Figure 4Example image from each class of training set constructed from cores MD02-2508 and MD02-2519, classified mainly by species. There are 15 274 images in total.

Download

3.2.1 MD02-2508 sediment core dataset

A large image set (73 544 images) was acquired for core MD02-2508 using the imaging system described in Sect. 2. Some images were taken with the particles on a micropalaeontological slide, and some images were taken using the MiSo particle sorting machine at CEREGE. Individual particles were segmented from these larger images as per our method. Images were taken of 41 samples from 40 to 642 cm deep. These samples were chosen to cover the Holocene and the deglaciation (0–16 000 years ago) as given by the age model for this core (see Tetard et al., 2017). Manual counting of benthic species in the core had already been performed for 37 samples in this depth range (Tetard et al., 2017) and were used for comparison.

3.2.2 MD02-2508 training set

A training set was constructed from 15 274 images of foraminifera from seven representative samples from cores MD02-2508 and MD02-2519. The images from MD02-2519 (not the core of interest) were used, as this core is from a similar location to MD02-2508, contains a very similar benthic foraminiferal fauna and the images had already been acquired. The training images were manually labelled using the ParticleTrieur software into 12 benthic species (main species according to Tetard et al., 2017), an “other-benthic” class (grouping the less abundant benthic species), a single catch-all planktonic class, a radiolarian class, and some non-foraminifera classes such as “double” (specimens in contact with each other) and fragments (Fig. 4). Images ranged from 188 pixels×188 pixels to 1502 pixels×1502 pixels in size, corresponding to particles 140 to 1100 µm in diameter.

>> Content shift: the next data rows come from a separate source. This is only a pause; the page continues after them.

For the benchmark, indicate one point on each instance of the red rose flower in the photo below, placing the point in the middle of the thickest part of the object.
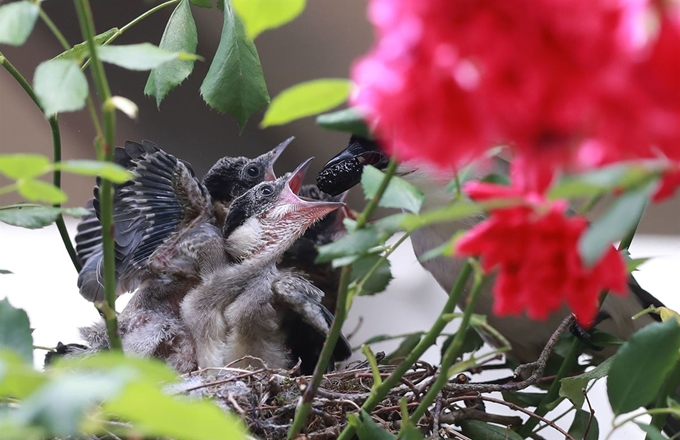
(534, 247)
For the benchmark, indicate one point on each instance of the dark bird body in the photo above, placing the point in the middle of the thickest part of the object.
(166, 223)
(251, 307)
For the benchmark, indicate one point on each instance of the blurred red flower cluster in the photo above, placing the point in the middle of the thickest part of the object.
(567, 85)
(534, 246)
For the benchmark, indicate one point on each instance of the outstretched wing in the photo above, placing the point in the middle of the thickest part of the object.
(305, 321)
(162, 195)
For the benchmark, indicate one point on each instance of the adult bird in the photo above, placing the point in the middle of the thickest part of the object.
(527, 337)
(251, 307)
(165, 221)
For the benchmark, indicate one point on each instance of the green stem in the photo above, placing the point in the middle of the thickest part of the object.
(54, 29)
(567, 367)
(452, 351)
(120, 31)
(340, 314)
(56, 147)
(105, 191)
(379, 393)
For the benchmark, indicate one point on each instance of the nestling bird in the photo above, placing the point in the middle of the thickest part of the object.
(165, 222)
(302, 254)
(251, 307)
(144, 206)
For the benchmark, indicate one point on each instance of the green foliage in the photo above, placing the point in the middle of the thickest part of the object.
(348, 120)
(235, 82)
(261, 15)
(17, 21)
(621, 218)
(15, 331)
(180, 35)
(399, 193)
(39, 191)
(23, 166)
(572, 387)
(36, 216)
(584, 426)
(60, 86)
(641, 365)
(106, 170)
(80, 51)
(142, 56)
(306, 99)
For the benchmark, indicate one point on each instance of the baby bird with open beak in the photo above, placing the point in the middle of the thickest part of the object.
(252, 308)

3.2.3 MD02-2508 classification

The images were used to train a Base-Cyclic network with eight filters, using 10 epochs and four drops for the ALRS system. We obtained an overall accuracy of 89 % with most classes having above 75 % accuracy. There was some confusion between similar looking Bolivina benthic species, B. spissa, B. subadvena and B. seminuda. Precision and recall (per-class accuracy) tended to be higher for those classes with a high count in the training set, and almost all classes had some confusion with the fragment class (Fig. 5).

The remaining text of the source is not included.